Poverty, Water and Local Development

WORKSHOP: This cross-continental and interdisciplinary workshop was jointly organised by the CLACSO-CROP Programme, Makerere University, The Nile Basin Programme (NBRP) and The Nordic Africa Institute (NAI).

28-30 November 2011 | Kampala, Uganda

Workshop programme

Over the last decades, the multilateral institutions and the development  agencies have promoted and strengthened a particular view of the relationship(s) between poverty, water, and development. In this conventional perspective, the fight against poverty is assumed to be a task that is essentially fulfilled by just providing water to the poor in order to meet their nutritional needs, cleaning and sanitation. In the 21st century, however, such an approach does not prevent the production, and reproduction of poverty through generations. 
 

Scholars from Africa and Latin America engaged in a fruitful exchange of views where common interests contrasted with different approaches and realities surrounding water allocation practices which were in general viewed as inequitable, inefficient, and unsustainable. The right to water emerged as an issue conditioned by quite different political and geographical situations on the two continents.
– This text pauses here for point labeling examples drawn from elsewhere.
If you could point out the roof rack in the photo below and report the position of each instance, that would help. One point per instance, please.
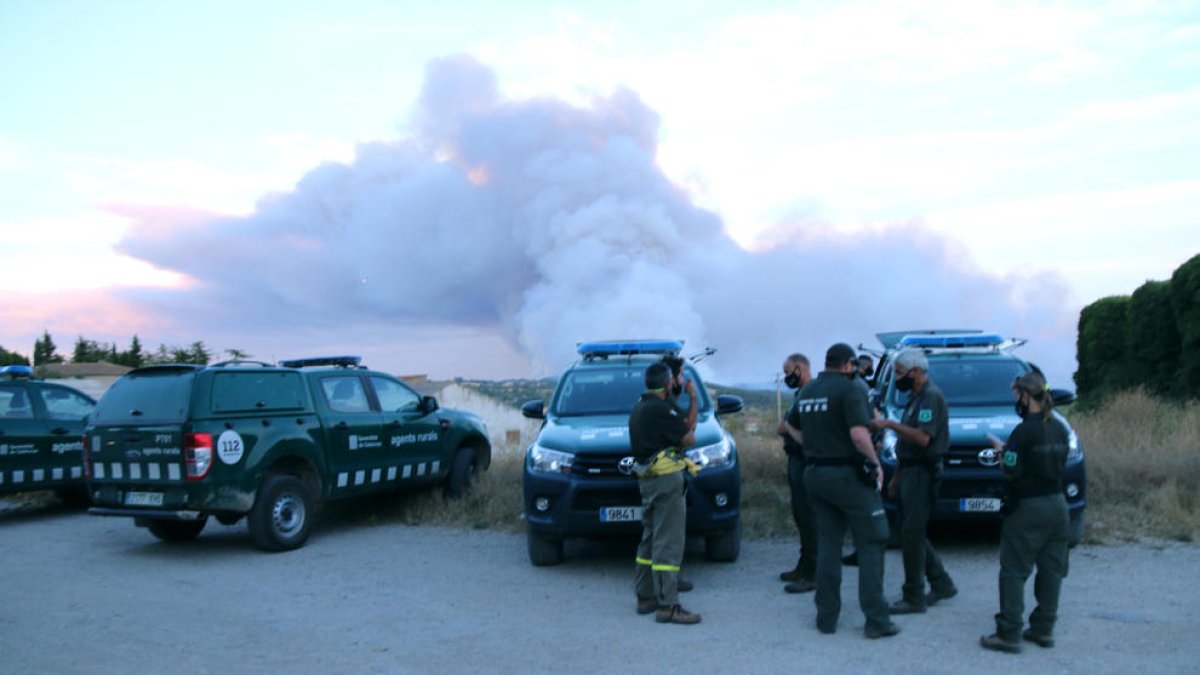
(605, 348)
(972, 340)
(337, 362)
(15, 371)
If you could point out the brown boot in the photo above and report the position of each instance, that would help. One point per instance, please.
(676, 614)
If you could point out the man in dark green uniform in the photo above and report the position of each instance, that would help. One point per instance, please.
(1036, 521)
(658, 435)
(923, 436)
(802, 578)
(832, 416)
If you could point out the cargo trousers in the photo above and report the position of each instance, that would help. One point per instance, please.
(841, 500)
(803, 515)
(664, 535)
(1033, 535)
(918, 490)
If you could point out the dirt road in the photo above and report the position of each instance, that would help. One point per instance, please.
(89, 595)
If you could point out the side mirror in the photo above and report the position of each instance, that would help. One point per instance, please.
(429, 404)
(534, 410)
(727, 404)
(1062, 396)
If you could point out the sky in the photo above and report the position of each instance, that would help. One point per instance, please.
(469, 189)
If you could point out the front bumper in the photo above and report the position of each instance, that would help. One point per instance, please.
(574, 503)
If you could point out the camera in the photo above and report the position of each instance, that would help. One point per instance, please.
(676, 365)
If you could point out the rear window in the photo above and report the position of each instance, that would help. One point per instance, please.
(972, 381)
(611, 390)
(256, 392)
(151, 395)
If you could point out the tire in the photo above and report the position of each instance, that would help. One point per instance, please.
(726, 545)
(462, 473)
(73, 497)
(543, 550)
(1075, 529)
(177, 531)
(282, 514)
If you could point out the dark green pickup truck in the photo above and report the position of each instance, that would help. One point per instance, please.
(171, 446)
(40, 429)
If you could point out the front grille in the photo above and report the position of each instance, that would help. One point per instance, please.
(592, 500)
(595, 465)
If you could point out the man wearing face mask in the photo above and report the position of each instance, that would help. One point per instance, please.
(802, 578)
(923, 435)
(838, 449)
(1036, 519)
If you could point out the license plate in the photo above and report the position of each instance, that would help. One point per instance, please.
(143, 499)
(978, 505)
(621, 514)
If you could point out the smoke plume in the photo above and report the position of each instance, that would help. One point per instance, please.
(547, 223)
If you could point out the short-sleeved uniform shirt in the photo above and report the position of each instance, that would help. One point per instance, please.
(927, 410)
(825, 410)
(1036, 455)
(654, 424)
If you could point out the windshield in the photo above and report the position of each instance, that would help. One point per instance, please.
(611, 390)
(971, 381)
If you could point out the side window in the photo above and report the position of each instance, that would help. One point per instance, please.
(345, 393)
(65, 404)
(15, 404)
(395, 396)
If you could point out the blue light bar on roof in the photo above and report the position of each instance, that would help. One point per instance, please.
(339, 362)
(624, 347)
(949, 341)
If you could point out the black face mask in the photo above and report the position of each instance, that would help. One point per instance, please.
(1021, 407)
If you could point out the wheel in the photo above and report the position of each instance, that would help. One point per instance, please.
(177, 530)
(726, 545)
(1075, 529)
(544, 550)
(282, 514)
(73, 497)
(462, 472)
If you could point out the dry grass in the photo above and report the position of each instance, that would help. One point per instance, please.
(1143, 467)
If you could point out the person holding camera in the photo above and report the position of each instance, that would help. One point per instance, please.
(802, 578)
(658, 434)
(1036, 519)
(843, 481)
(923, 434)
It was affirmed that since water is increasingly perceived as a scarce natural asset, “More Value per Drop" has become the new credo for achieving the same old goals. As a result, water governance institutions were seen as tacitly discriminating against poor households and economies. In order to create a socially equitable and sustainable development, the orthodox view of the water-poverty-development nexus was consistently questioned by participants who are critically questioning the status quo and seeking to accelerate the pace towards a paradigmatic change in the study of the multiple links among poverty, water, and development.

Seventeen academics from Africa (Ethiopia, Kenya, Sudan, Mauritius, Morocco, Tanzania and Uganda) and Latin America (Argentina, Bolivia, Brazil, Colombia, Ecuador, Mexico and Peru) were selected from 40 abstracts submitted. The results of these discussions and presentations will be edited by David Barkin (Autonomous Metropolitan University of Xochimilco, Mexico), Elma Montaña (National University of Cuyo, Argentina) and Edward K. Kirumira (Makerere University, Uganda) and published in the CROP International Studies in Poverty Research Series.